From Voice Of America
This week will be decisive in efforts to form a government in Lebanon, representing a last chance to break the deadlock, Prime Minister-designate Saad al-Hariri said Tuesday.
The formation of a government nine months after an election is seen as a vital first step toward boosting confidence in the economy as political leaders warn of crisis.
The International Monetary Fund has called for urgent fiscal reforms to address the country’s large public debt, equivalent to about 150 percent of GDP.
“Matters are positive and will become clear within two days. … This week is decisive, positively or negatively,” Hariri was cited as saying in a statement from his office, adding that he was “cautiously optimistic.”
The situation could not go on like this, and this week represented “a last chance to settle things and to launch the government formation,” Hariri was quoted as saying.
Members of parliament from President Michel Aoun’s party, the Free Patriotic Movement, said in a statement the government could be formed this week if concessions were made by all sides.

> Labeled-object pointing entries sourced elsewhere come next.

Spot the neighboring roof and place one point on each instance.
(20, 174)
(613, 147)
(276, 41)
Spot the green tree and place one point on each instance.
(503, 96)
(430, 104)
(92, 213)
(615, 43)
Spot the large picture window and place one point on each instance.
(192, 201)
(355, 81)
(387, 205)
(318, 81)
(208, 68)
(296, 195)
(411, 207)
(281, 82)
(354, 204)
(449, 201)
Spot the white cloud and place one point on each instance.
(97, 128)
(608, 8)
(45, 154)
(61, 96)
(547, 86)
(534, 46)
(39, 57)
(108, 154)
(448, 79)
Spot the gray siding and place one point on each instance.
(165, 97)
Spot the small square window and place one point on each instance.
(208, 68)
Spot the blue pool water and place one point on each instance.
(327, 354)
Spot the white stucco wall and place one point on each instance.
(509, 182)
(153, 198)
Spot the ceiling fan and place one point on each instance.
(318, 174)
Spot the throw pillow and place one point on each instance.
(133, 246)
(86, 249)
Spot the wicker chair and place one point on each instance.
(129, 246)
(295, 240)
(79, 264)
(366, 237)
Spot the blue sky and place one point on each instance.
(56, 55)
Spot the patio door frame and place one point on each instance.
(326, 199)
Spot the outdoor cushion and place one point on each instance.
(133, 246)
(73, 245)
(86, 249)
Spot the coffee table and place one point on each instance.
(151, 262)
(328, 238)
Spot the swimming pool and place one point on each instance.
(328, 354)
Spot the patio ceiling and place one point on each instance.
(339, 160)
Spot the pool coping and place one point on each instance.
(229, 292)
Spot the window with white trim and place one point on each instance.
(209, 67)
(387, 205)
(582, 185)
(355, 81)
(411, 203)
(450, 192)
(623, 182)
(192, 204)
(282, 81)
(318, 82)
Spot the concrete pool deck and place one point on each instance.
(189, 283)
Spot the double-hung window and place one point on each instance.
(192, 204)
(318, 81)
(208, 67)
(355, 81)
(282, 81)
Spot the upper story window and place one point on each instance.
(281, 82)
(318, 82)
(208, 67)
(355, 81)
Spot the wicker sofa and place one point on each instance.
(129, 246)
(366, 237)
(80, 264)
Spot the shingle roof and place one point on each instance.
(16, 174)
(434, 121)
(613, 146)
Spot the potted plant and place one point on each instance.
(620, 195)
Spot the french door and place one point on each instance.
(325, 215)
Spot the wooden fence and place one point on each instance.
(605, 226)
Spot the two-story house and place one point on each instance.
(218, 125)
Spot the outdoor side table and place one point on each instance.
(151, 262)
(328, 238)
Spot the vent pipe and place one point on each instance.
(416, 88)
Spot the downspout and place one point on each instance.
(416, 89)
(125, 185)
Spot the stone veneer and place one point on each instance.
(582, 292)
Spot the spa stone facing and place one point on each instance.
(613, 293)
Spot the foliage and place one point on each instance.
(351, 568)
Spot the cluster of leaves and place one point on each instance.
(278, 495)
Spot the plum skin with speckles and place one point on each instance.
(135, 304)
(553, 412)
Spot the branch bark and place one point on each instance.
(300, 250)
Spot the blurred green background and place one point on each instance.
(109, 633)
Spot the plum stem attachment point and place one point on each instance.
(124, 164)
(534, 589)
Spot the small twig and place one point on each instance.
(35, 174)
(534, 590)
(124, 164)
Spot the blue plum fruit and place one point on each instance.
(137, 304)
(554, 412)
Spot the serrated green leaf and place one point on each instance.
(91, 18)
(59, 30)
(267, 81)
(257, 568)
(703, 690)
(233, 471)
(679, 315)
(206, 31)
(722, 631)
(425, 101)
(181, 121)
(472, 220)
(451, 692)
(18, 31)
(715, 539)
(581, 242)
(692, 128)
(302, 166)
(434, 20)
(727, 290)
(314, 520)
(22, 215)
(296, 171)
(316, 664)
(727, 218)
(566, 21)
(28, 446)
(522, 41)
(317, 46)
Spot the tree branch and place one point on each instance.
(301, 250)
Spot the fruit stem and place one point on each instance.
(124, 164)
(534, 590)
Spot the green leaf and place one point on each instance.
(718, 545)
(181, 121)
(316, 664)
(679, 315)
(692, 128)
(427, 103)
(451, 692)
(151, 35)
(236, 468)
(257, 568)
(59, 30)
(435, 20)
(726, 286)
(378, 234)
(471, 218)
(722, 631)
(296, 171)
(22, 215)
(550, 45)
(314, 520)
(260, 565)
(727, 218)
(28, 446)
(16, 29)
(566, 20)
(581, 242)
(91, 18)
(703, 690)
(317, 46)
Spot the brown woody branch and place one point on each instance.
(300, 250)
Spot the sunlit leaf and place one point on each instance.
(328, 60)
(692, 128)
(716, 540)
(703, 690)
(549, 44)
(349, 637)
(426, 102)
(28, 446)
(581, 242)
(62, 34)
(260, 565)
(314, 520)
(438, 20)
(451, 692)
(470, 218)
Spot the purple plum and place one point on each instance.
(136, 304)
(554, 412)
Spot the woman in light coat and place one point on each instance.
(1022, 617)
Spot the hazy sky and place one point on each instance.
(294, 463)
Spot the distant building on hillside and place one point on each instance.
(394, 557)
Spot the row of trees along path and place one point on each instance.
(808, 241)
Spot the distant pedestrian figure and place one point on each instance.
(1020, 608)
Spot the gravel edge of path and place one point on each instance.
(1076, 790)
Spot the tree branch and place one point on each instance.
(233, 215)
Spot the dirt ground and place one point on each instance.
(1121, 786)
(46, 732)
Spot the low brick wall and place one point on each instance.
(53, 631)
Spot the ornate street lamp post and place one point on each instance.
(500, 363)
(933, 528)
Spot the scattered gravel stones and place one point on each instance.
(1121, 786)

If not, then “next week we will have something else to say … because then it will be clear that is an intention to obstruct the birth of the government,” the FPM’s Cesar Abi Khalil said in a statement after a meeting of the MPs.
On Saturday, the leader of Lebanon’s powerful Iran-backed Hezbollah movement said “extraordinary efforts” were being made to form the government, but two obstacles remained — how to include a group of six Sunni lawmakers in the cabinet and the distribution of government portfolios among the political parties.
Credit ratings agency Moody’s last week downgraded Lebanon’s sovereign debt, citing the uncertain movement toward forming a government, and Lebanese bonds have suffered in recent weeks.
Lebanon is one of the world’s most indebted countries and its finance minister has said it is in an economic crisis that has started to turn into a financial one, and hopes it will not become a monetary one.